L’Internat : Un élève doué
Les sévices corporels et mémoriels d’une école qui affole…
Et pour un empire je ne veux me
dévêtir
Puisque sans contrefaçon je suis un
garçon
Mylène Farmer
Vous êtes juif ? Salomon est
juif ! Écoutez, ça fait rien, je vous garde quand même…
Louis de Funès
Kesaco, Boaz Yakin ? Le
scénariste presque mercenaire, alimentaire, de Punisher (Goldblatt,
1989), La Relève (Eastwood, 1990), Prince of Persia : Les
Sables du temps (Newell, 2010), Insaisissables (Leterrier,
2013) ; le producteur disons spécialisé de 2001 Maniacs (Sullivan, 2005),
des deux Hostel (Roth, 2006-2007) ; surtout le réalisateur de Boarding School (2018), aka L’Internat,
en nos contrées de DTV. Sans sortie en salles hexagonales, sans couverture
critique sinon timide, loin du dithyrambique, ce métrage d’apprentissage mérite
urgemment sa redécouverte, s’avère une réussite envoûtante, une comédie noire
sur la différence, l’infanticide, l’identité, le pedigree, à base de Bible et de Shoah, oui-da ! En plus de Apt
Pupil (Singer, 1998), auquel cet article emprunte son sous-titre de
titre traduit, Boarding School fait bien sûr penser à La Nuit du chasseur
(Laughton, 1955), à Suspiria (Argento, 1977), à La Mauvaise Éducation, Almodóvar,
2004), mais cette sacro-sainte trinité, guère exclusive, exhaustive, ne saurait
l’empêcher de posséder sa propre personnalité, vous allez le voir, de surcroît de
citer le Black Sabbath du caro Mario Bava, intitulé US des Trois
Visages de la peur (1963), que l’esseulé regarde en douce à la TV, de
s’autoriser des travellings en steadicam à la Shining (Kubrick, 1980),
pensionnat embrasé substitué à hôtel enneigé. Sis au creux des années 90,
d’abord à New York, écarlate, nocturne, ensuite au sein d’une forêt de conte
défait, le conte de fées nous conte l’histoire à la fois singulière et
familière de Jacob, Petit Poucet sur le seuil de la puberté, dont le beau-père
friqué voudrait bien se débarrasser, cela change de l’habituelle belle-mère aux
vrais airs de marâtre, clin d’œil de réplique à table.

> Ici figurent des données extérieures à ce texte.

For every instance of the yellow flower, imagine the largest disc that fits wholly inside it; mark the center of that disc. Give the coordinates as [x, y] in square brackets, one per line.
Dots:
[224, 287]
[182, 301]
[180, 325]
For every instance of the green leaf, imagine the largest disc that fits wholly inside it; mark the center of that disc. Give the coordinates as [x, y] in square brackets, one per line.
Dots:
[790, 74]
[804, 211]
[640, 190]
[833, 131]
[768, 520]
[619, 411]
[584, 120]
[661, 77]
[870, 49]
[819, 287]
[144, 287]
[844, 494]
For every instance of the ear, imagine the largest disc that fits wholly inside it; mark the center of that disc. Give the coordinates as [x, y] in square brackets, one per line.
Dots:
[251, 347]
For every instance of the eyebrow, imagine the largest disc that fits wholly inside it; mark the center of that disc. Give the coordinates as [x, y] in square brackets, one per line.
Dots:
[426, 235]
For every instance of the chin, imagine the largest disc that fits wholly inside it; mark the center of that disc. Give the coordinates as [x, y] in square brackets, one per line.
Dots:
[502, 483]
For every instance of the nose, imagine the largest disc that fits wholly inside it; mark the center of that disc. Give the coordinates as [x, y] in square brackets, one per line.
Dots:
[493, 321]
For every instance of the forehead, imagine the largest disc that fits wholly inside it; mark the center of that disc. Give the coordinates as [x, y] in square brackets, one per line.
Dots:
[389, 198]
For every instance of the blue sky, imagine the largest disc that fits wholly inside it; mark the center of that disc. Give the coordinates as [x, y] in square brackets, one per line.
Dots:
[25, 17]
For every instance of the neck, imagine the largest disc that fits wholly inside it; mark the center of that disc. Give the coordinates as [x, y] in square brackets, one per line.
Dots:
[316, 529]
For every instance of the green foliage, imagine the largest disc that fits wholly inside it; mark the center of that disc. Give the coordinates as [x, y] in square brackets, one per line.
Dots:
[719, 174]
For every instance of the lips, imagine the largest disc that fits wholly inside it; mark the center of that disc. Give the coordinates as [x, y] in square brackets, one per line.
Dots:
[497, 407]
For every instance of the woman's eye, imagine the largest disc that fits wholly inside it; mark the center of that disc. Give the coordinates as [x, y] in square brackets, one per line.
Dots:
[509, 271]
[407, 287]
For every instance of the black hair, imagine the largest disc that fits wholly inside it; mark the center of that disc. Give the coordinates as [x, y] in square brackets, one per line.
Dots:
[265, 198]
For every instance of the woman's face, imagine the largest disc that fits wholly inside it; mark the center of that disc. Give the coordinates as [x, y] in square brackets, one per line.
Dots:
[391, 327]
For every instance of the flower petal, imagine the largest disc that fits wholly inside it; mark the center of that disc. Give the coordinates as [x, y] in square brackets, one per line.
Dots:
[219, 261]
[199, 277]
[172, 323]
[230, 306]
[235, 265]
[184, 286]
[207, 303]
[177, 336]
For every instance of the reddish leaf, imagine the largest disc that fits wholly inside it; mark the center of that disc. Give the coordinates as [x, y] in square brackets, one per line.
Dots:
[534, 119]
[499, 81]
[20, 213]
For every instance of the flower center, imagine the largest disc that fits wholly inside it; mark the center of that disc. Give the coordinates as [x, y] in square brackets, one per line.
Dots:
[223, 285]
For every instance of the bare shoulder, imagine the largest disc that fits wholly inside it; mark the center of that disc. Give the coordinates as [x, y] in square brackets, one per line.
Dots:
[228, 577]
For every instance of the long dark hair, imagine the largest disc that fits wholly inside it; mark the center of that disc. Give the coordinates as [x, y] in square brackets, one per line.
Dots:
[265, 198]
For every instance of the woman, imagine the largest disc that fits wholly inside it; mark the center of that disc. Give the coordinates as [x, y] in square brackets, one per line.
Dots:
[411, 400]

Aux USA, on ne sème plus ses gosses
parmi les arbres, on les remet aux bons soins malsains d’un ogre dégarni, à
l’antisémitisme assumé, à peine dissimulé, curieuse résonance d’actualité
franco-française, au pays schizophrène de Louis-Ferdinand Céline & Léon Blum,
de la rafle du Vel’ d’Hiv’ et des Aventures de Rabbi Jacob (Oury,
1973), d’un associé des Rothschild devenu président, ne me demandez pas
comment, et du pauvre Alain Finkielkraut, présent contre son gré, péché de
curiosité, par des manifestants fluo insulté, par la police dépassée protégé,
bienvenue dans la réalité, dans l’humanité, persifle Snake Plissken, tout sauf
antisioniste, quoique (Los Angeles 2013, Carpenter, 1996).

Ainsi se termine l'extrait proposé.